When I began to study singing and started to shift my musical focus away from the violin, opera was largely not what captured my attention musically. At first, I had a brief brush with Musical Theater, but soon after that, it was the early Italian songs that many young voice students are assigned to sing and a lot of art songs. Opera was not much on my mind, and while I knew that I wanted to sing classical music for a living – I really had no idea of what that entailed. All that was important to me was that I had found a way to make music a central part of my life.
Once I settled on my first teacher, Rosemary Russell (who was a professor at the University of Michigan at the time), I applied myself to studying voice with the intensity that I had studied the violin previously. I still played in my youth orchestras and took violin lessons, but I added my solo voice work and a couple of choirs to the mix. In finding Rosie, I had stumbled onto perhaps the biggest blessing in my musical development. I found a voice teacher who saw the innate passion that I had for music and exploited that fire in me to spur me onwards to faster and faster growth. Having started out as an organist herself, she understood my instrumental background and showed me music that met my interests where they were and piqued my curiosity to discover more. As a violinist, my musical upbringing had been Bach and Vivaldi concertos, the symphonies of Mahler, Sibelius and Tchaikovsky, the string quartets of Haydn and Mozart. I didn't have a clue as to who Verdi was. My very first experience with Rossini was playing the second violin in "Una voce poco fà" – I kept getting lost, because it was just not music that made sense to me – it just seemed like an endless series of boom-chick-chicks. Rosie somehow understood this about me and started me off on the songs of Fauré, lieder by Schumann and Schubert, folksongs of Britten, songs by Purcell, Vaughan Williams and Finzi, and Handel arias. She would tell me to buy certain books of songs, and I would bring them to my lessons, where she would meticulously circle all the songs that she thought I should look at as a place to start. I would rush home after each lesson, devour the music as fast as my brain and throat could consume it, and come back the next week with more than we could get through in an hour. Each new song she guided me towards was like a new, shiny gem that entranced me – it was like there was an infinite amount of musical beauty in the world to discover, and I couldn't become familiar with it all fast enough.
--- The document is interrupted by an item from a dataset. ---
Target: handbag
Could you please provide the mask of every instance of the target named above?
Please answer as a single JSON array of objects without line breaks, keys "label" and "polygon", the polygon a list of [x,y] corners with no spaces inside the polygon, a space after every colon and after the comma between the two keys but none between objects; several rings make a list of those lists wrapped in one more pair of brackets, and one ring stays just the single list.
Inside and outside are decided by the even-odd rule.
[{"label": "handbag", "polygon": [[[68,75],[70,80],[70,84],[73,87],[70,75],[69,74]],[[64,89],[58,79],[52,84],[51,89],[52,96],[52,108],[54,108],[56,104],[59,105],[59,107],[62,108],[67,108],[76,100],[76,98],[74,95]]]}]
The upcoming recitals feel like a bit of a trip to the past for me – preparing for them, I am constantly reminded of the passion for music that she nurtured in me and all the things I learned in those first six years of study with Rosie, who passed away in 2005. I'm also reminded of my many other mentors along the way, as well – but it is Rosie who has been popping up the most these past two weeks as Myra and I have started to dig into this material.
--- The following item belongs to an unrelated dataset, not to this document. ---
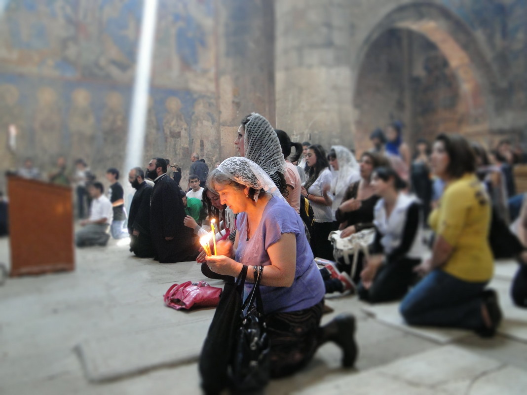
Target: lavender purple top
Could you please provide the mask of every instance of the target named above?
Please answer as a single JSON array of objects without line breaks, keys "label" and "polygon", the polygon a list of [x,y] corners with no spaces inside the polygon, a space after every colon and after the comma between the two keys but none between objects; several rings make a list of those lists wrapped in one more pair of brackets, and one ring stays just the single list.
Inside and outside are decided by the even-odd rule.
[{"label": "lavender purple top", "polygon": [[[322,300],[325,293],[324,281],[313,259],[304,223],[294,209],[285,201],[271,197],[249,240],[247,240],[247,213],[238,215],[236,224],[239,235],[235,260],[247,265],[270,265],[267,249],[280,240],[282,233],[294,233],[296,236],[296,271],[292,285],[290,287],[260,285],[266,313],[308,309]],[[252,276],[252,272],[247,275]],[[252,282],[246,284],[245,296],[252,285]]]}]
Having picked out the program myself (as with most recitals), I feel a stronger personal connection with this venue of performance and this music than other musical adventures I get to go on. So for the next month and half or so, the blog will mostly be devoted to my thoughts on the recital, the anecdotes that come up, and discussing the program itself. It's mostly what is consuming my thoughts these days, and it will be fun to ramble on about it as I prepare and swim through all of this music in the coming weeks.